/synth-rad-data-gen-utils

This project contains various utilities that can be used to generate synthetic background radiotion time series data, imitate a real radiation sensor and simulate cyber-attacks on radiation detection scenarios.

Primary LanguagePythonGNU General Public License v3.0GPL-3.0

Synthetic radiation data generation utilities

This project contains various utilities that can be used to generate synthetic background radiotion time series data, imitate a real radiation sensor and simulate cyber-attacks on radiation detection scenarios.

Ydata-syntbetic

For the synthetic time series data generation, this project utilizes the ydata-synthetic library:

https://pypi.org/project/ydata-synthetic/

Python prerequisites

Notice

The scripts were tested using Python 3.9

Enviroment setup

All applications in this repositry need the same enviroment. So you only need to create it once and you can use it for all of them.

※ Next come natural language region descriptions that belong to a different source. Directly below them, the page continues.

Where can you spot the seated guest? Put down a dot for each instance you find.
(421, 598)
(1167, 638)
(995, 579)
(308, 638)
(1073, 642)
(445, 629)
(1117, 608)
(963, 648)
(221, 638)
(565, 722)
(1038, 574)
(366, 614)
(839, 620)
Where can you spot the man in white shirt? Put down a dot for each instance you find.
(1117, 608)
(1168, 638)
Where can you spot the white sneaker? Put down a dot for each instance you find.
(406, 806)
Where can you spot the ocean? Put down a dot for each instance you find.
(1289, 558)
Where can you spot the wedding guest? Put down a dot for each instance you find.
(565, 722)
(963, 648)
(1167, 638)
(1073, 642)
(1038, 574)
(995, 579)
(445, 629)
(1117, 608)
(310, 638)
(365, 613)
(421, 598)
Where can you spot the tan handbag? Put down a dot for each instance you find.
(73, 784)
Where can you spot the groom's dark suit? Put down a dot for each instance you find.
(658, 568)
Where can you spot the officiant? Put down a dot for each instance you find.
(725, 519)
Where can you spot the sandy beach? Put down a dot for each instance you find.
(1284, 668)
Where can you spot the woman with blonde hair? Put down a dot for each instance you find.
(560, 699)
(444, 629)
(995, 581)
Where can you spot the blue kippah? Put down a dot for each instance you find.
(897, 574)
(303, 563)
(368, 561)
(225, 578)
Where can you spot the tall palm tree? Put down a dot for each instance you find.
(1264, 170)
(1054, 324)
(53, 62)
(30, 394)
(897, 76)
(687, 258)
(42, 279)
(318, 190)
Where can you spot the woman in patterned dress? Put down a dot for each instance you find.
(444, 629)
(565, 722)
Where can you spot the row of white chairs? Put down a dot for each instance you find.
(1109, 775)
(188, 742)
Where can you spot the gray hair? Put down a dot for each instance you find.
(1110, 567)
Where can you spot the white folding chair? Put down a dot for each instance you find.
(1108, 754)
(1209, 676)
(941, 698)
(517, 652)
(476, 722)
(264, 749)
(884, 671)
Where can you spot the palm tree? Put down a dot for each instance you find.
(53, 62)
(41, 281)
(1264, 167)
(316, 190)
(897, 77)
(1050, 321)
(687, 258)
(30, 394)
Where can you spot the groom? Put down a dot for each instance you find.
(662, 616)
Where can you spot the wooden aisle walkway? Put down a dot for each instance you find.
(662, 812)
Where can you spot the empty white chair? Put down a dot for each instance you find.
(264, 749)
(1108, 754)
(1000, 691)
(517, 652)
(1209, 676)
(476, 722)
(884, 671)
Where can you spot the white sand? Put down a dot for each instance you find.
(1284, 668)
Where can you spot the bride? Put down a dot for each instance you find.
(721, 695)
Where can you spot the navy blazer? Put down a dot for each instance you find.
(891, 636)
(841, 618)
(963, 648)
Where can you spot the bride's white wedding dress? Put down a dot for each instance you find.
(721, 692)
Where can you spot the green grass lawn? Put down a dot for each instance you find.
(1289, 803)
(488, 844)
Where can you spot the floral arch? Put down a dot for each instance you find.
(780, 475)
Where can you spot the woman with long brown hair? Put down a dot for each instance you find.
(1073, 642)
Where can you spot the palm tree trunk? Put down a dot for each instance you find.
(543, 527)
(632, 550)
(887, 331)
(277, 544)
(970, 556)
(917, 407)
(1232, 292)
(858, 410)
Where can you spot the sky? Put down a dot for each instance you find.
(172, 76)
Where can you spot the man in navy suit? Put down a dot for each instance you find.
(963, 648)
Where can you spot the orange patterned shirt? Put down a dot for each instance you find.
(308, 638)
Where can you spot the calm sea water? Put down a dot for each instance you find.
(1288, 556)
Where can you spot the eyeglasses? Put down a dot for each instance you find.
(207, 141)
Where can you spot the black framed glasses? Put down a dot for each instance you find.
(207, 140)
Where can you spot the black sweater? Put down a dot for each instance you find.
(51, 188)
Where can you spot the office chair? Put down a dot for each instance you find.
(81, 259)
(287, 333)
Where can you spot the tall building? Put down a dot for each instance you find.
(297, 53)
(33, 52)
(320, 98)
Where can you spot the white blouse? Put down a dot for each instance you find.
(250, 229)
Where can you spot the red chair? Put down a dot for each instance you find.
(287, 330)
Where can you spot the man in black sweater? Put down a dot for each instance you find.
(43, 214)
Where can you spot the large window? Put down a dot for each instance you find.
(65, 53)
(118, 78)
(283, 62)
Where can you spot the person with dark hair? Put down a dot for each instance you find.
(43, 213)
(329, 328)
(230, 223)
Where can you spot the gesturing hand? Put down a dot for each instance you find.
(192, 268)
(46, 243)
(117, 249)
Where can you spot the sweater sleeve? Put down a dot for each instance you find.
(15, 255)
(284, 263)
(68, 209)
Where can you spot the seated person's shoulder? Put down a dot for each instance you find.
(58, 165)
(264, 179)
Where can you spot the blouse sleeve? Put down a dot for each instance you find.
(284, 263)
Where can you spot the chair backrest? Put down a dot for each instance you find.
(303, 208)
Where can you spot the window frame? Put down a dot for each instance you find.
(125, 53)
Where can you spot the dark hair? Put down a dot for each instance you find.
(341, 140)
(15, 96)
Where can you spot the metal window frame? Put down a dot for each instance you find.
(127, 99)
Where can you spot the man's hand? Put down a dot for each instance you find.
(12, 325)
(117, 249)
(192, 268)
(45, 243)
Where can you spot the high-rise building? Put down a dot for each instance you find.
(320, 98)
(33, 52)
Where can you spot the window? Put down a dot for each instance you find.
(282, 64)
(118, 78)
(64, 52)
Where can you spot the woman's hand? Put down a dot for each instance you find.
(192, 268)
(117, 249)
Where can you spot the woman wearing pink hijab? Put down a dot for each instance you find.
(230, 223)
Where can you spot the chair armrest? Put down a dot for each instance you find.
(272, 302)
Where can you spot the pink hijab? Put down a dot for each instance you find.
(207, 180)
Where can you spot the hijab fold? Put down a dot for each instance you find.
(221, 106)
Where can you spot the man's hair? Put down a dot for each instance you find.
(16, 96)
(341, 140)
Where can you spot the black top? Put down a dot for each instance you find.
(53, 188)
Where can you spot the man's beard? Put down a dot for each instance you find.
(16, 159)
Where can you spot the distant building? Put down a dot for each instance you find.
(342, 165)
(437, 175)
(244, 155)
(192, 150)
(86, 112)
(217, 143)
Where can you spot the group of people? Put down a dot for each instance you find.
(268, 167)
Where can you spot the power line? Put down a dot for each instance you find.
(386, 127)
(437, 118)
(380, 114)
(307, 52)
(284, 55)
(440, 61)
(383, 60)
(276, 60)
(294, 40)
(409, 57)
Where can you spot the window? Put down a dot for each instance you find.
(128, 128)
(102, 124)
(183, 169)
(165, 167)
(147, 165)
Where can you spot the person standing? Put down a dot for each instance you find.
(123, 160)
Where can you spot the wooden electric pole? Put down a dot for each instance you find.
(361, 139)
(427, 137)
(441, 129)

For the application to work, first you have to set up the virtual enviroment:

Creating the venv

> python pip install venv
> python -m venv venv

Activating the venv

Windows:

> venv\Scripts\activate.bat

Linux:

$ source venv/bin/activate

Installing the dependencies

After your venv is active, you have to isntall the project dependencies.

pip install -r requirements.txt

Data format

To have the data in a unified, easily readable format throughout the project, included is the specification for a JSON based data format in the Data format proposal folder.

The repository contains a utility which can convert our JSON data format into IEEE/ANSI N42, which is an xml based data format for radiation measurements. This can be found the N42-convert folder. It is important that this converter works only on best-effort bases, the generated xml does conform to the N42 standard, but because our JSON data format doesn't represent everything the N42 requires, there are fields that are insufficiently filled in.

All parts of the repository use the current version of the JSON data format specification, which at the time of writing is v2.1. You can find examples of this data format in the Data format proposal/v.X.X/example folders.

Seeds

The idea of a generator "seed" is that if we have such a seed, it can be simply plugged into any of the data generation tools, and the generator will produce synthetic data according to that seed. For example, if we want to generate data that resemlbes background radiation, or weather data, we have the seed for each different data type, and the generaton code is the same for all of them.

These seeds are in the format of a .tar archive. This archive contains all the necessary data for the generator code to produce the required sytnthetic data. It contains the following:

  • trained model,
  • scaler values,
  • elapesed time between two measuements
  • the batch size used for training the model
  • sequence lenght used at training
  • the dimension of the training data

You don't have to understand the seed to use these programs. If you follow the descriptions on how to fill in the parameters, the seed you get out will work.

Standalone data generator

With the files inside the stand-alone folder, you can step-by-step train a model on your data, generate synthetic data with it, and format the raw data in our JSON format. Instructions on how to use the utilitie can be found in /stand-alone/README.md.

Sensor imitator

If you want to have a background radiotion sensor for your experiments, you can use the sensor imitator. You can train your own models, create your own seeds for it, or use the rds1.tar seed which was trained on data from a real radiation sensor, and takes a measuement every 10 minutes. The sensor will behave just like a real device would. While running, in intervals it will send measurmenets in JSON form, to a given HTTP server. A more thourough description on how to use it can be found in sensor-imitator/README.md.

Attack simulator

This tool is designed for creating large databases, for AI training and research. If you have large quantities of real or synthetic data in our JSON format, you can run them through the attack simulator, to get data as if it was attacked while the measuerements were taken. These attacks can be broadly categoriesed into two types:

  • Attacks that create radiation alarms where there were none
  • Attacks that conceal a real radiation alarm.

Further information on this tool can be found at attack-simulator/README.md.